Common mistakes to avoid
- Using hints, dictionaries, or pauses without recording that assistance.
- Looking only at the total score and ignoring task-family patterns.
- Retaking the same material immediately and mistaking memory for transfer.
End-of-lesson activities
Apply what you learned
Complete a fill-in-the-blank, a true-or-false decision, and a multiple-choice scenario. You will see an explanation for every answer.

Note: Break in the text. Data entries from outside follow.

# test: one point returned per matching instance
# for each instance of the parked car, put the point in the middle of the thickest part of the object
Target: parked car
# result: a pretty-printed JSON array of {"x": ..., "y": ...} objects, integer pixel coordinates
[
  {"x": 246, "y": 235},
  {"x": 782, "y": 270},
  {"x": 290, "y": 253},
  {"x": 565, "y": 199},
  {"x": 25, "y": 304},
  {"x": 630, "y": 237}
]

Course glossary · 15 essential terms
Open this whenever a lesson uses an unfamiliar study or language term. Definitions are written for this course.
- Baseline
- A controlled first attempt used to identify current patterns, not to predict a guaranteed official result.
- CLB-oriented
- Preparation discussed in relation to Canadian Language Benchmarks without claiming that an unofficial activity issues a CLB or CELPIP result.
- Cohesion
- The clear flow between sentences and paragraphs created by logical order, reference, repetition, and appropriate connectors.
- Collocation
- Words that commonly occur together, such as meet a deadline, raise a concern, or reach an agreement.
- Concession
- A point from another side that a speaker or writer acknowledges before qualifying it or returning to the main position.
- Constraint
- A condition that limits a possible answer, such as time, cost, eligibility, location, or availability.
- Distractor
- An incorrect answer designed to appear plausible, often by repeating words while changing the underlying meaning.
- Evidence
- The exact word, sentence, audio cue, visual detail, or task requirement that supports a decision.
- Inference
- A conclusion strongly supported by available clues even when it is not stated in exactly the same words.
- LRWS
- Listening, Reading, Writing, and Speaking—the four skills assessed in CELPIP-General.
- Paraphrase
- The same meaning expressed accurately with different vocabulary or sentence structure.
- Register
- The level and style of language chosen for a relationship and purpose, such as friendly, neutral, firm, or professional.
- Stance
- A person's position or judgment on an issue, including the degree of support, opposition, or uncertainty.
- Task family
- A recurring question or response type that requires a specific decision process, such as Reading for Viewpoints or Giving Advice.
- Transfer
- Applying a strategy or correction successfully to fresh material rather than only recognizing it in a familiar example.
Practice action
Complete one objective section in simulation mode. Do not open explanations until the section is finished; then label every miss by cause.